[Banned book] Lucina sine Concubitu. Lettre addressée à la Societé Royale de Londres,
dans laquelle on prouve, par une évidence incontstable, tirée de la raison & de la pratique, qu'une femme peut concevoir, sans avoir de commerce avec aucun homme. Traduit sur la quatrième edition angloise [by Moet], avec un commentaire trés curieux, qui ne s'est pas encore trouvé dans les editions précedentes. d'Abraham Johnson [= Sir John Hill]. London, no publisher, 1750, (16),72 p., each page with typographical border decoration, contemporary calf with ribbed and gilt back, 12mo.
Gay-Lemonnyer II, 917; Rose 2320 (2nd edition from the same year); cf.

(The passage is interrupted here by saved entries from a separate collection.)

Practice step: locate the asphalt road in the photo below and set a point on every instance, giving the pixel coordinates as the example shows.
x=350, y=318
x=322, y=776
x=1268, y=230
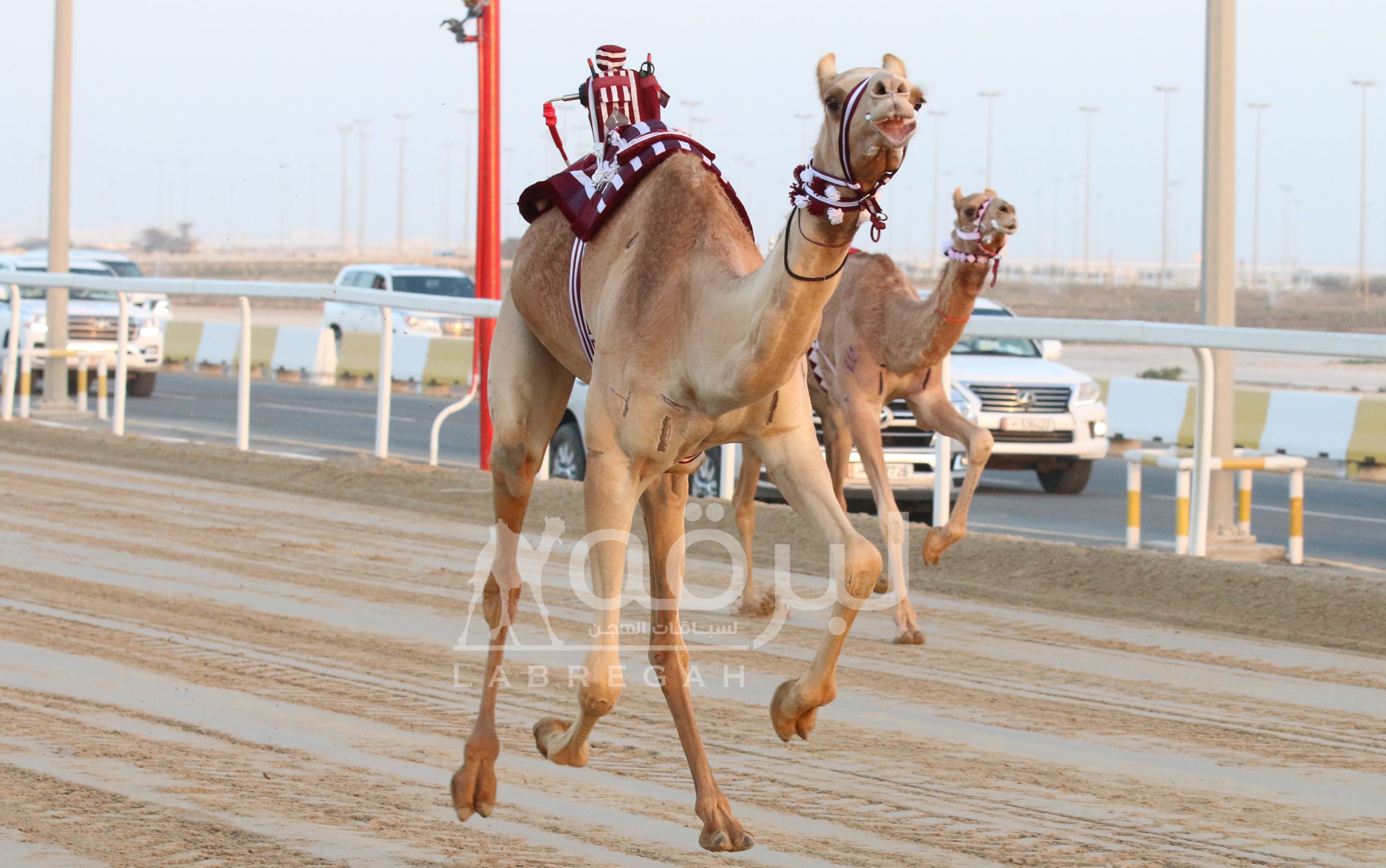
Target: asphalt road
x=1345, y=521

De Vries 477a (2nd Dutch ed., The Hague, 1779). Fine copy of the first French edition of a lovely satire on women who claimed to have become pregnant without having slept with a man. This first French edition was confiscated upon release and condemned to be burned by the French government, but was nevertheless reprinted many times and translated into various languages. An answer to our letter exists by Richard Roe, from the same year and with place London [= Netherlands], in which the opposite happens: Concubitus sine Lucina, ou le plaisir sans peine (sleeping with a man without becoming pregnant). Not surprisingly, the books are occasionally found together.